Cassie shrugged one shoulder as she searched out Eliot's eyes. In them, she was pleased to find a look of acceptance instead of abhorrence. "It's as good a place as any to start."

Jack's shoulders slumped before he took the few steps necessary to reach out and envelop Cassie in one of the tightest hugs she's ever received. "Keep in touch," he whispered into her ear, "Even if it's little things. Let us know you're alive and safe."

She nodded into his shoulder, "I will. ... I love you Jack."

"Love you, too, Cas."

Next was Daniel, whose hug was just as fierce, "Please don't name the baby after any mythological creature."

Cassie snorted as she pulled back, "And here I was planning on Persephone."

Teal'c did not hug her when he came to stand in front of her. He bowed his head and clasped her arm in his. "Live free."

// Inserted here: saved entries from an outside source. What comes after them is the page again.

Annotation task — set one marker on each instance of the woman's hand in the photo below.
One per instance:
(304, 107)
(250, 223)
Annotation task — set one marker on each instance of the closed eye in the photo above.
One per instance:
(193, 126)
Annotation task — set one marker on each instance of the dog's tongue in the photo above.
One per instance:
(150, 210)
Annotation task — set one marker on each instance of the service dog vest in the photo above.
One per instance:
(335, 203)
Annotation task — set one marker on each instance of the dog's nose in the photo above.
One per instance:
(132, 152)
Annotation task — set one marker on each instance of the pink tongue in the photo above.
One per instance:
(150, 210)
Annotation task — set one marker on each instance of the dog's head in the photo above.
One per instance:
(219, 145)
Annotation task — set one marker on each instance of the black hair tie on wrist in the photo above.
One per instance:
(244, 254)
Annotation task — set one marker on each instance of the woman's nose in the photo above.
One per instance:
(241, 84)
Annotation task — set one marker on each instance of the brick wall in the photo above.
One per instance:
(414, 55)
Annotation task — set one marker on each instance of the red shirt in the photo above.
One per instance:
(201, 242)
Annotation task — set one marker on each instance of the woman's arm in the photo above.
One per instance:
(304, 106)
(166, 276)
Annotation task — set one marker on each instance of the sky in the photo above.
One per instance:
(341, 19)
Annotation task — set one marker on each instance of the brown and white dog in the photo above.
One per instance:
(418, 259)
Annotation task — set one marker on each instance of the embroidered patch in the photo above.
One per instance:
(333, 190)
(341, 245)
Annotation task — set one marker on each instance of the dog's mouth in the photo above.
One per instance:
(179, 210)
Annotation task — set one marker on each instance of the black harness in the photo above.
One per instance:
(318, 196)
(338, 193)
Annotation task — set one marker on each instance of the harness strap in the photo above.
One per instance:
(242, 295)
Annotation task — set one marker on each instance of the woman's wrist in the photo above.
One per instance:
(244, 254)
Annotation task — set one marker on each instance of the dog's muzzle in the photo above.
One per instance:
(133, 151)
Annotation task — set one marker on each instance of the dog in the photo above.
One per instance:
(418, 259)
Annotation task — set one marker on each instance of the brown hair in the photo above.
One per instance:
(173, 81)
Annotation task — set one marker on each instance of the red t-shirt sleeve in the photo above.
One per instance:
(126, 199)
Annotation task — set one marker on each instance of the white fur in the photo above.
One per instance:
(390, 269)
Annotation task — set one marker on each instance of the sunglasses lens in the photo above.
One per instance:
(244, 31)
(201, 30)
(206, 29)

"And die well," Cassie finished as she bowed her head in return. Her eyes were glistening with unshed tears as she met Teal'c's eyes again. There was a soft look in them that most rarely saw. She attempted a smile as she added, "I'll make sure nothing happens to the baby, Teal'c. You have my word on that."

"And mine," Eliot said, cutting into the farewells. He met Teal'c's look of steel and added, "I'll keep her safe."

Jack wanted to snort at the incredibility of the idea that an earth-bound thief could keep Cassie safer than the SGC could. He refrained when the little voice inside his head (that sounded remarkably like his wife) told him to give the man a chance. "How do you plan to do that when you don't know what you're keeping her safe from?"

Eliot's gaze shifted to the older man as he explained with a few words as possible, "I have over a hundred and five safe-houses around the world."

Hardison's head snapped up at that. He frowned as he looked between Eliot and the others, "I could only find fifteen when I went lookin'."

Eliot's look turned grim and dangerous, "That's because I'm very good at hiding my tracks, Hardison. Otherwise I'd be dead." He furrowed his brow as he added, "We'll have to talk about the ones you were able to find."

Vala was still frowning when she embraced Cassie in the fiercest hug she could manage. "If you need us ..."

Cassie nodded as she pulled back, "I'll call."

She let go of Vala and took a step away from the group she trusted more than anyone. She bit her lip worriedly as she watched their stoic figures under the burden of her news. There was nothing else to be done. WIth a heavy heart she turned around, but Jack's voice called her back to herself.

"I want you to tell Teal'c where you're taking her," the general said with a clear command. "And don't forget to take out your transmitter before getting there, Cassandra."

Cassie didn't turn around, although she did nod at his reminder of the chip in her arm that let the SGC keep track of not only her, but every other high profile individual involved with the program.

After Eliot went with Teal'c a few yards away, safely out of hearing/lip reading distance, Cassie willed her body forward, toward the car parked a few yards away. She strapped herself into the passenger seat of the car and looked blankly at the dashboard in front of her.

It took a few minutes, but soon the band of thieves joined her, with Parker managing to wiggle her way between the driver's seat and the passenger seat to make the packed car seem slightly safer.

Parker patted Cassie's hand comfortingly as Nate pulled back onto the freeway. "Want to jump off a building with me when we get to Boston?"


A/N: Parthenogenesis is a real occurrence that is well documented in the animal kingdom, but unproven in humans. ... I got it off House.

Oh, and Parker's comment at the end ... they'd be wearing one of her specialty rigs, don't worry.